Before I left home to study abroad in Melbourne, my friends who had previously studied in other countries told me about how their experiences—particularly those outside the classroom—changed them. Going abroad altered their perspectives, boosted their self-esteem, and helped them unearth deeper parts of themselves. “You’ll be a brand new you when you come home,” one said. “Well, not brand new, because you’re still you. More like you 2.0.”
At first, I didn’t see how. What changes could I possibly experience during five months in Australia that I couldn’t undergo at home?
Fast-forward to the present. I’m currently in my room at Whitley College, a residential college affiliated with the University of Melbourne. The me sitting here, typing this piece, is not the same person who applied to study abroad back in September of last year. She’s not the same girl who got on the plane in New York this past July.
This Danielle is more comfortable with a lot of things, like traveling. She’s more comfortable with being alone. She’s (becoming) more comfortable in crowds. Mainly, though, she’s more comfortable with being herself—with all aspects of her identity.
Unsure of What to Expect
Let’s just get this out in the open before we go any further: My sexual orientation is not completely straight. Instead, I fall closer to the bisexual part of the spectrum—although I’m honestly not quite sure if that’s even the right term for what I am. My sexuality has never been something I’ve focused on or discussed too much. Of course I’ll talk about it openly if someone asks, but I’m usually not the first to bring it up. I just feel how I feel and usually leave it at that.
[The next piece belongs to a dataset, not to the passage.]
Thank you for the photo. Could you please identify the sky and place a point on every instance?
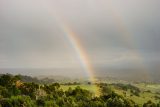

The me sitting here, typing this piece, is not the same person who applied to study abroad back in September of last year.
For some reason I assumed that I’d have to actively hide this part of myself while studying in Australia. On campus at my home university, I always feel free to express myself however I please, knowing I’ll be supported by my friends and peers. But people in Melbourne, I thought, might be less accepting. To make matters more complicated, news of an Australian plebiscite (which is essentially a nationwide opinion poll) concerning same-sex marriage had been circulating in the weeks prior to my departure date. Needless to say, I wasn’t too sure what I was going to find when I arrived.
What I found was an incredibly accepting and uplifting community of diverse individuals. This community is Whitley College.
Constant Support at College
When you study at the University of Melbourne through IFSA-Butler, you can either choose to live in apartment-style housing or apply to stay at one of three residential colleges. Out of the college options I was given, I applied to Whitley. Truthfully, the main reason I decided on Whitley was because I’d be guaranteed my own bedroom. I wasn’t really thinking about the community at all.
One thing is constantly clear: you are welcome at Whitley.
But now I can’t imagine my experience in Australia without this outstanding group of people. They hail from all over the globe—Australia, New Zealand, India, Malaysia, Mexico, and Canada, to name a few—and have unique viewpoints to match. Yet one thing is constantly clear: you are welcome at Whitley. No matter what religion you practice, what political views you hold, or who you love, you’re embraced and respected. And even better than that, you’re encouraged to verbalize those beliefs and feelings. Here, your uniqueness is considered an asset instead of a flaw.
In particular, seeing my LGBTQ+ friends express their sexuality with such self-confidence has influenced me to do the same. Even if I don’t have a precise label for my sexuality yet (which is totally okay, by the way!) I’m much more confident in my identity than I was three short months ago. Both the Whitley community and the inhabitants of Melbourne have taught me—either explicitly or by example—to be true to myself.
It’s safe to say that I’ve gained as much knowledge and inspiration from Australia’s people as I have from my university lectures. In Melbourne, rather than hide my identity, I’ve been able to explore it. And although that’s not something that goes on my transcript, it’ll stay with me long after I return to the States.